As everyone is aware, language is contextual. Humans follow grammar rules but bring in their creativity and social and cultural influence to a language to make it their own; using it as a means of communication, they share their thoughts, ideas and feelings. Thus, language is natural to humans. Even when it involves communicating in a language that is foreign, humans can demonstrate intuitiveness towards it, but demonstrating such a kind of behaviour is not possible for computers. Dealing with human language is thus a new and exciting field for language technology, and to correct human mistakes is quite a challenge.

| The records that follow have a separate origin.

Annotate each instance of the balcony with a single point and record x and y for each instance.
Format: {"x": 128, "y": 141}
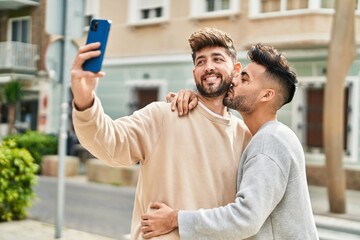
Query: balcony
{"x": 18, "y": 57}
{"x": 16, "y": 4}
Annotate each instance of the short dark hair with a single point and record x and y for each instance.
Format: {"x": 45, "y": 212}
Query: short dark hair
{"x": 276, "y": 67}
{"x": 211, "y": 37}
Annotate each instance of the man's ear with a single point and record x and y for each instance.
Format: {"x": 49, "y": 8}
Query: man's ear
{"x": 268, "y": 94}
{"x": 237, "y": 69}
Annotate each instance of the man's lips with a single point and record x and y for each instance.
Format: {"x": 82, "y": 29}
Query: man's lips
{"x": 210, "y": 78}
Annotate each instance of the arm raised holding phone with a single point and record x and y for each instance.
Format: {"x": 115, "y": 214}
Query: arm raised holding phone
{"x": 83, "y": 83}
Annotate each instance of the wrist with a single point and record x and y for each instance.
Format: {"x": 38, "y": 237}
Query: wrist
{"x": 83, "y": 105}
{"x": 174, "y": 219}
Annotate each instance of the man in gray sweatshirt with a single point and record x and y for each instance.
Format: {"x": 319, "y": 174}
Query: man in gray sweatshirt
{"x": 272, "y": 200}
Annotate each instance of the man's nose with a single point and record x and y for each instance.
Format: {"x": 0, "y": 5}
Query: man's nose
{"x": 209, "y": 66}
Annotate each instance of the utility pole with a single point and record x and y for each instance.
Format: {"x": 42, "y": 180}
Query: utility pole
{"x": 63, "y": 122}
{"x": 341, "y": 55}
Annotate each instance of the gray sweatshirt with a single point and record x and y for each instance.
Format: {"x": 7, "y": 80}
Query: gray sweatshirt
{"x": 272, "y": 200}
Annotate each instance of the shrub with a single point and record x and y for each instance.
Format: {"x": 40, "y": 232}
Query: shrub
{"x": 18, "y": 176}
{"x": 38, "y": 144}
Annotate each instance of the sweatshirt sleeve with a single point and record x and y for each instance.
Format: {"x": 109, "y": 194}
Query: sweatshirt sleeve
{"x": 262, "y": 187}
{"x": 119, "y": 142}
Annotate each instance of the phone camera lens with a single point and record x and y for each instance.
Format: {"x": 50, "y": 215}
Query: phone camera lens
{"x": 94, "y": 26}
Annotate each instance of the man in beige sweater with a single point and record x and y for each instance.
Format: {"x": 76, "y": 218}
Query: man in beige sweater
{"x": 189, "y": 162}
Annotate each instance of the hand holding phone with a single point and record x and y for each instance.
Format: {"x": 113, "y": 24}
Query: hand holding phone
{"x": 98, "y": 32}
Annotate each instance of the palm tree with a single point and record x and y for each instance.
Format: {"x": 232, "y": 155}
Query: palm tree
{"x": 12, "y": 93}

In most cases, the grammar checker functions involve checking grammar and spelling. A spelling checker can limit its functions to words alone but a grammar checker has to veer into contexts. The initial step involved in natural language processing involves morphological processing, i.e., analysis of words and non-words such as punctuations, and syntactic parsing, i.e., assigning a syntax to a sentence.
SYNTACTIC PARSING
The three common approaches adopted to check grammar are:
- Machine learning-based checking, where parts of speech (POS) tagging of each sentence is judged against an annotated corpus,
- Rule-based checking, which is similar to the previous one but where the rules are drafted by humans, and
- Hybrid checking, which is a combination of the first two methods.
Artificial intelligence-powered pronunciation and grammar tools are not only cheaper than human tutors, but they also allow students to learn at their own pace and space. A student struggling with one section can take their own time to learn new topics. Similarly, a student who makes rapid progress can move on to new topics faster. This allows students to take the reins of learning in their own hands.